[Manufacturers are running at 100%. It takes an investment of millions of dollars to expand. They will not make the investment unless future demand is guaranteed. Panic buying in past decades has lead to reduced demand in years after the panic. People will tap into their hoards instead of buying it. Resellers will eventually be left holding the bag. This may last a year or more from now and then just crash with a flooded market. /QUOTE]
I have to disagree. There have been more gun sales than ever, which will keep an increased demand on the ammo, with 22LR being one of the most sought after. What business wouldn't try to cash in on even short term gains if they could? Machine shops and heat treating facilities do this all the time just to get a piece of the action. Look at the ship building industry. they'll expand and ramp up for a 5 year 10 ship contract, knowing it is a done deal when the last ship takes to the water.
Base your numbers on that 1,000,000 per day figure. Say they can increase an additional 500,000 per day and make .02 per round. Based on that 180 day figure for 6 months, they would gross $1.8 million in that period.

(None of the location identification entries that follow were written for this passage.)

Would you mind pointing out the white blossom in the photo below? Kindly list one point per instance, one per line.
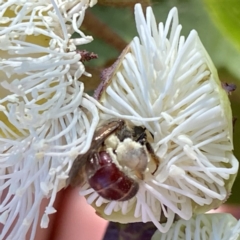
(219, 226)
(170, 80)
(45, 119)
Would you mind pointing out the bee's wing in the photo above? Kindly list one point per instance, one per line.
(76, 174)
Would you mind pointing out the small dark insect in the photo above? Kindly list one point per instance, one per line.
(87, 56)
(229, 87)
(98, 168)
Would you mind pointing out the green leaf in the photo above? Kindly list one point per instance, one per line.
(226, 15)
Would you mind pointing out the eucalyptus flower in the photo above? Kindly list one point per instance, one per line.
(164, 76)
(218, 226)
(45, 119)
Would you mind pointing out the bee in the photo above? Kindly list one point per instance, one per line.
(115, 162)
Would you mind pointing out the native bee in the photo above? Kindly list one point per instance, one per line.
(115, 162)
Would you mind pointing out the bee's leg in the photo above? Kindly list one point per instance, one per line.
(153, 156)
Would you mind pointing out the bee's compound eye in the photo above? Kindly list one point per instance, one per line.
(104, 158)
(108, 180)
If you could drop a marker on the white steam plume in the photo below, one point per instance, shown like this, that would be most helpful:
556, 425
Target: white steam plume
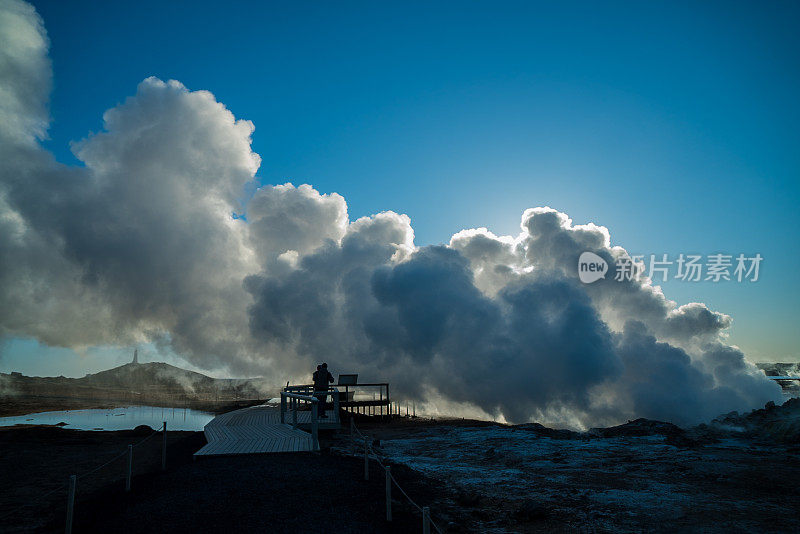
141, 244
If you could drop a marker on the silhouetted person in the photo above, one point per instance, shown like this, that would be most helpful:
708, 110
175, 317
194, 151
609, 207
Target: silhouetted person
321, 380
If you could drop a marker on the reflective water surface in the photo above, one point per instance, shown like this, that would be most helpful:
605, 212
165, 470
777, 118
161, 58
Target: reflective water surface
117, 418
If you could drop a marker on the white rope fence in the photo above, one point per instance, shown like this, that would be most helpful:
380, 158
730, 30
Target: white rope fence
71, 483
424, 510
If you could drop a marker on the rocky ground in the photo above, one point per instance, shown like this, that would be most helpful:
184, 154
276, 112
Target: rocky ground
739, 473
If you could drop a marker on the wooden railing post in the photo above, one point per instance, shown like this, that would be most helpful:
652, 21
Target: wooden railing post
366, 460
130, 468
164, 449
73, 481
315, 425
336, 404
388, 493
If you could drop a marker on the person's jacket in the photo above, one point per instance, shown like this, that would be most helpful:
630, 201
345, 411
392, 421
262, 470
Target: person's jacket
321, 379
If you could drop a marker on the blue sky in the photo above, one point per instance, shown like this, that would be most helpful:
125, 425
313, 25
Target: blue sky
674, 124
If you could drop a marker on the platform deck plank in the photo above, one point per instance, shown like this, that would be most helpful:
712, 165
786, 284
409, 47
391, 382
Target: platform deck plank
258, 430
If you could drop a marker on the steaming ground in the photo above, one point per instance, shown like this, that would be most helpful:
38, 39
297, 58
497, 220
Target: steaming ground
149, 241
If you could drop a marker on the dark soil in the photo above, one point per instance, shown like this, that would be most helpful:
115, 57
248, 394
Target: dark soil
293, 492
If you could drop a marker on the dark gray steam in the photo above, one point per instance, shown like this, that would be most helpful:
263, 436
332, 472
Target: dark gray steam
140, 245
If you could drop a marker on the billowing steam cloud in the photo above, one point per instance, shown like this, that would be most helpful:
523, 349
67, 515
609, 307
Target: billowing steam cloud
141, 244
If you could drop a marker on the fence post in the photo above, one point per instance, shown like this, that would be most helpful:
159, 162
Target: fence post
315, 426
130, 466
73, 480
336, 404
388, 493
164, 449
366, 460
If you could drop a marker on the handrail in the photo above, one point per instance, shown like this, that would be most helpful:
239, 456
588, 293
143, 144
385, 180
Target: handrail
294, 397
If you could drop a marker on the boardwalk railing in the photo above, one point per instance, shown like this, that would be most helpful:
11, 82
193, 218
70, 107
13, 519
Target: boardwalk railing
293, 399
302, 394
366, 398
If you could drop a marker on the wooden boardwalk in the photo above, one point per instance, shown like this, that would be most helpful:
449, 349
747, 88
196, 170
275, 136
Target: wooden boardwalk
258, 430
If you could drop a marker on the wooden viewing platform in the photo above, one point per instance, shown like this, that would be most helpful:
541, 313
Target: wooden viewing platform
258, 430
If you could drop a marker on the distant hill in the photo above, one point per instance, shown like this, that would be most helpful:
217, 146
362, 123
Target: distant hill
136, 381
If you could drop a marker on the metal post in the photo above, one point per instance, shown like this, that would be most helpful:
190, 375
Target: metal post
336, 403
130, 467
164, 449
388, 493
366, 460
73, 481
315, 425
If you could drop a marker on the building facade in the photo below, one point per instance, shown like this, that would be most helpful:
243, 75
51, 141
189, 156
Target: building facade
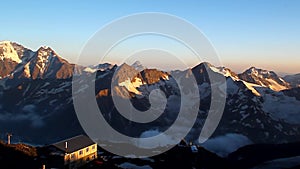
72, 153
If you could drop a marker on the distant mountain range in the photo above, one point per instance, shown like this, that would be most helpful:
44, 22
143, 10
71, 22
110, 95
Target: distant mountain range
36, 98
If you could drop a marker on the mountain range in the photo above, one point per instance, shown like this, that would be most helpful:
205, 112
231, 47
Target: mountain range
36, 98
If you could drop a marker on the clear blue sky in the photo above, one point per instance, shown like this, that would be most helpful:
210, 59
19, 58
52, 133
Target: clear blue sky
262, 33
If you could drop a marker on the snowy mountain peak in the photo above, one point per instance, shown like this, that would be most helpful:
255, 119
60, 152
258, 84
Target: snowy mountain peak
138, 66
7, 51
264, 78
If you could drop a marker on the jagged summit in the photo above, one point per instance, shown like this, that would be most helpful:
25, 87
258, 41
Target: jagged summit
138, 66
264, 78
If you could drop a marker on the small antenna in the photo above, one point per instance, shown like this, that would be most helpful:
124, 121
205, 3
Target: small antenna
8, 137
66, 146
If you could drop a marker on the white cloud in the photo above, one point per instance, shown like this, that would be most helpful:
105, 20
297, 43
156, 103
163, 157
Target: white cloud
224, 145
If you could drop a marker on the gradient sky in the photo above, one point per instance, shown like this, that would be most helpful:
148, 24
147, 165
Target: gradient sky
245, 33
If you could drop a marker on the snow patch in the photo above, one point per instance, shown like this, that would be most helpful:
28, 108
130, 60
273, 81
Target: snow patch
8, 52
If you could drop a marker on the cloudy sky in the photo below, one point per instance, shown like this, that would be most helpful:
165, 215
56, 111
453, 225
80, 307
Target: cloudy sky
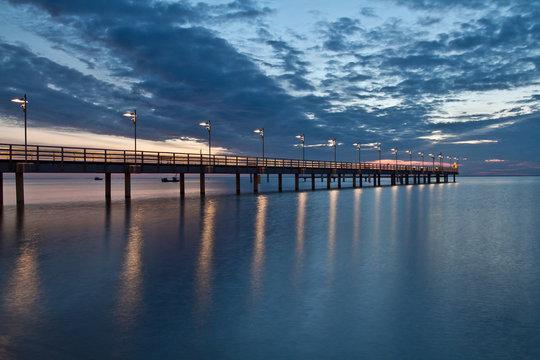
453, 76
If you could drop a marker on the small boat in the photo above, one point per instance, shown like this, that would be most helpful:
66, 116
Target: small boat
173, 179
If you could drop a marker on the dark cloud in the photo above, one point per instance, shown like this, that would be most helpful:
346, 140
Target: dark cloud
379, 85
336, 33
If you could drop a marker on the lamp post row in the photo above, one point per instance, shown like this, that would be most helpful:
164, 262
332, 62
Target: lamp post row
332, 142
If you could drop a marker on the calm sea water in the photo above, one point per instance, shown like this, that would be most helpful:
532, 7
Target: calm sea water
448, 271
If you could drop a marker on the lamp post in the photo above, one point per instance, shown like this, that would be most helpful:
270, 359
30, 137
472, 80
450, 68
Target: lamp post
24, 101
133, 116
358, 146
208, 127
260, 132
301, 137
333, 142
395, 152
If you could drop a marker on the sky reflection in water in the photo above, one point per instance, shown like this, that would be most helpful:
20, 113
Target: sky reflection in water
434, 271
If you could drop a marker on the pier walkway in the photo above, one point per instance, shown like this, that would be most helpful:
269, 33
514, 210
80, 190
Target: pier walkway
19, 159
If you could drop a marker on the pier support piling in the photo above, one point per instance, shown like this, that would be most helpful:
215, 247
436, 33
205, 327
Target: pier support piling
182, 185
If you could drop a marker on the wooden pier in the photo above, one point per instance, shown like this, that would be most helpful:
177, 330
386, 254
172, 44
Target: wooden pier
51, 159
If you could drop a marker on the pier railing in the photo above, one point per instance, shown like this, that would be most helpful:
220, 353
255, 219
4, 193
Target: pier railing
39, 153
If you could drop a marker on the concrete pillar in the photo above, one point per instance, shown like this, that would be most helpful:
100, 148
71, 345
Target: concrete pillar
108, 186
182, 185
202, 184
19, 187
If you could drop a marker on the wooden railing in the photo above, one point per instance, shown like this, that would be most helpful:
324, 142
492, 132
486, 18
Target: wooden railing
38, 153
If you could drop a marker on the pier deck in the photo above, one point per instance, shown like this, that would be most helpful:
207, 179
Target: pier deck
52, 159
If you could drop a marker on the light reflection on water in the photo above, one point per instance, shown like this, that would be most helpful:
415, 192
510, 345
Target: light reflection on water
130, 288
257, 264
423, 272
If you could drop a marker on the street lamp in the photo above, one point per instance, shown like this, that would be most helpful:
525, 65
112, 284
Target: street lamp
260, 132
410, 157
133, 116
395, 151
358, 146
23, 101
208, 127
333, 142
301, 137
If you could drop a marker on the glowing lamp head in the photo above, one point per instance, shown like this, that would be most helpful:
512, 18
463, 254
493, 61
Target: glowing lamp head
206, 125
23, 101
132, 115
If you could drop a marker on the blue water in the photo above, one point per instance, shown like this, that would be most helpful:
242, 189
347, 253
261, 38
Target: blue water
441, 271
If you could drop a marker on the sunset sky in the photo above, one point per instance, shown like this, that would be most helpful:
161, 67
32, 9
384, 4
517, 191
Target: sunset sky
459, 77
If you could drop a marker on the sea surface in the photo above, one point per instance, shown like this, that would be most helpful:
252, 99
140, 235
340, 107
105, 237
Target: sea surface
440, 271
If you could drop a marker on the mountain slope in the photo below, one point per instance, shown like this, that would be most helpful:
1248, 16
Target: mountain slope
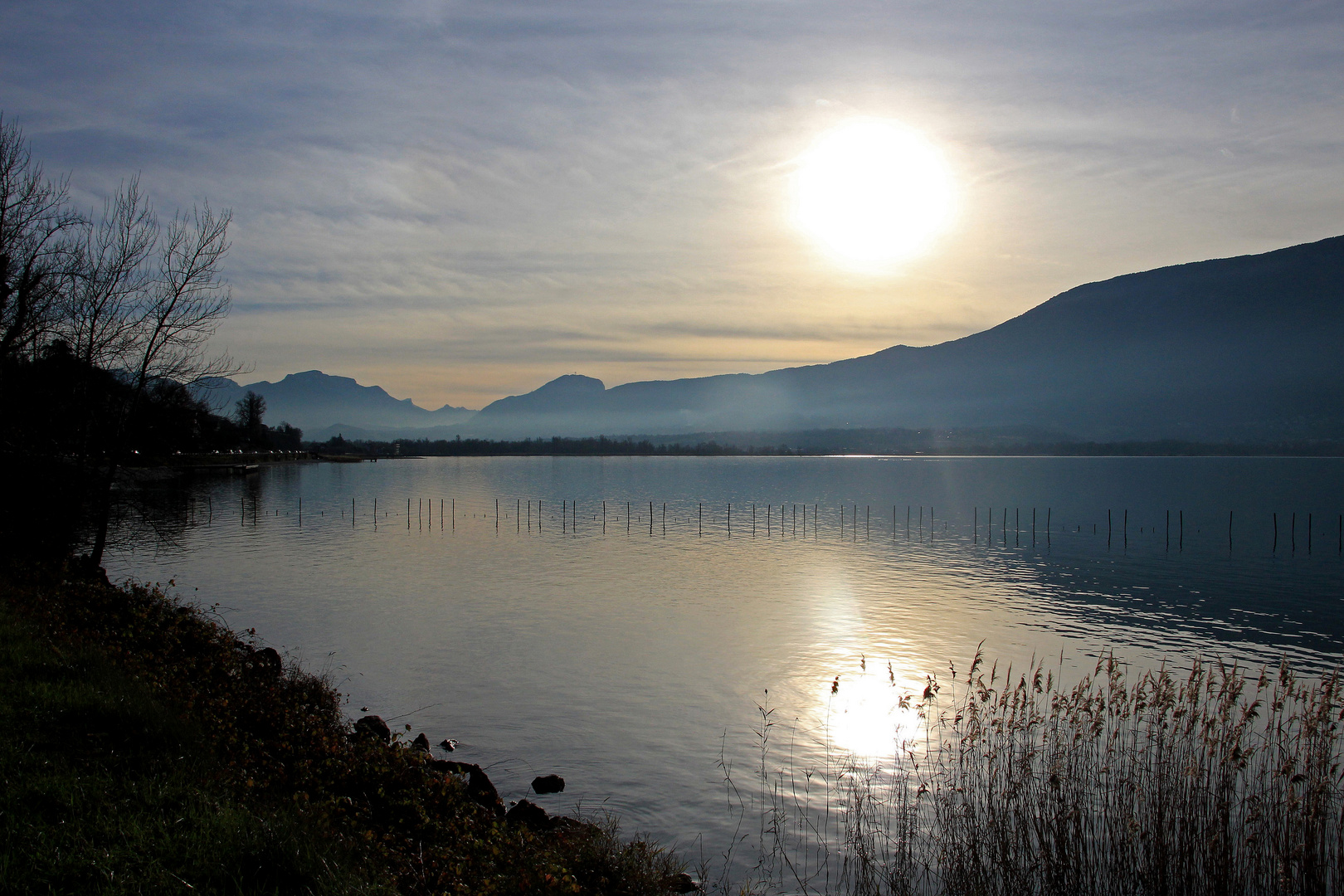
314, 401
1235, 348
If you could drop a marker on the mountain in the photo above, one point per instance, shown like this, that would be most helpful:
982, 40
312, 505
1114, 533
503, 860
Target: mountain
1234, 348
314, 401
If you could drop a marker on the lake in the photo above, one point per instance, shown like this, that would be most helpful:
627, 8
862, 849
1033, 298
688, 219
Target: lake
494, 601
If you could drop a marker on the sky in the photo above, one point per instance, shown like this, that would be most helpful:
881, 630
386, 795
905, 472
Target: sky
461, 201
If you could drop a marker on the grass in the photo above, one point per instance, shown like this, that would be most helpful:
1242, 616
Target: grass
147, 748
1211, 779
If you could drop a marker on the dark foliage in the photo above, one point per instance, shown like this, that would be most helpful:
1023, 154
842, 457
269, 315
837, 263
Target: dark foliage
275, 735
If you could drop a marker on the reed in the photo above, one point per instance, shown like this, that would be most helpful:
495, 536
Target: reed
1213, 779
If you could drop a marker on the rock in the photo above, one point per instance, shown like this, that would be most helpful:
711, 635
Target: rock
682, 883
479, 786
374, 727
528, 815
548, 785
266, 660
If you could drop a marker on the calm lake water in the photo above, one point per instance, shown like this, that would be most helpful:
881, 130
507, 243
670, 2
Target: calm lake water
631, 659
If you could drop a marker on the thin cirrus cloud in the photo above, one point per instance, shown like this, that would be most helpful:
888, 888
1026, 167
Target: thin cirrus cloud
459, 201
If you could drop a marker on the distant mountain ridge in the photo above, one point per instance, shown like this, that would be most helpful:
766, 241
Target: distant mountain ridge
1235, 348
1241, 348
314, 401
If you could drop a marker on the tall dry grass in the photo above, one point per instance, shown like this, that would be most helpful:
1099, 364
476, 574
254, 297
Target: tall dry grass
1213, 779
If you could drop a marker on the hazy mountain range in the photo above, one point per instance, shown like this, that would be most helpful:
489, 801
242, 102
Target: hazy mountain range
1238, 348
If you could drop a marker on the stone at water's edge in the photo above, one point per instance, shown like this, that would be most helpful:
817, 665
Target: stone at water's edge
528, 815
477, 783
548, 785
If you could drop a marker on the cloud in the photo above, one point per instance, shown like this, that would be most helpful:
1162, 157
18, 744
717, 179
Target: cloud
530, 184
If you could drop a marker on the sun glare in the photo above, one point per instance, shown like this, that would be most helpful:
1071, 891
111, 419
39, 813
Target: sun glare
873, 193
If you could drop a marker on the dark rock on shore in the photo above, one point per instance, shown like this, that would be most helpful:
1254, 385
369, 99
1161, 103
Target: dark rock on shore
528, 815
266, 660
548, 785
682, 883
479, 786
374, 727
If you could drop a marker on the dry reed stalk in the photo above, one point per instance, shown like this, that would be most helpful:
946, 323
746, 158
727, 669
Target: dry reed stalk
1213, 781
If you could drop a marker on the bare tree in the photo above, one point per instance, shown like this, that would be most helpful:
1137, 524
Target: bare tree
167, 321
38, 246
110, 293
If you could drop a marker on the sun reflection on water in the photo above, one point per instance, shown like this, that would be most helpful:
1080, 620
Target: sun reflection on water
873, 712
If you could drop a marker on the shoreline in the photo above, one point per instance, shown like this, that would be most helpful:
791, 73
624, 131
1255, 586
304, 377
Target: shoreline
269, 743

Even of the machining cost an additional $1 million, and I would not think it would, that would still leave $800,000.00. I think they'd depreciate that machining out at least 10 years, so deducting the full amount in the first 6 months would be overkill. Now say you paid 6 workers $20.00 including benefits, (2 per shift), your talking about $125,000.00. That still leaves a cool $675,000.00 for that period. I'm sure there would be material expenses, but even if it sucked up half the profit to this point, there'd still be $337,000.00 left.
There's money to be made here and for some reason no one is trying to suck it up except gougers. It just doesn't make sense to me and I'll continue to believe something is amiss.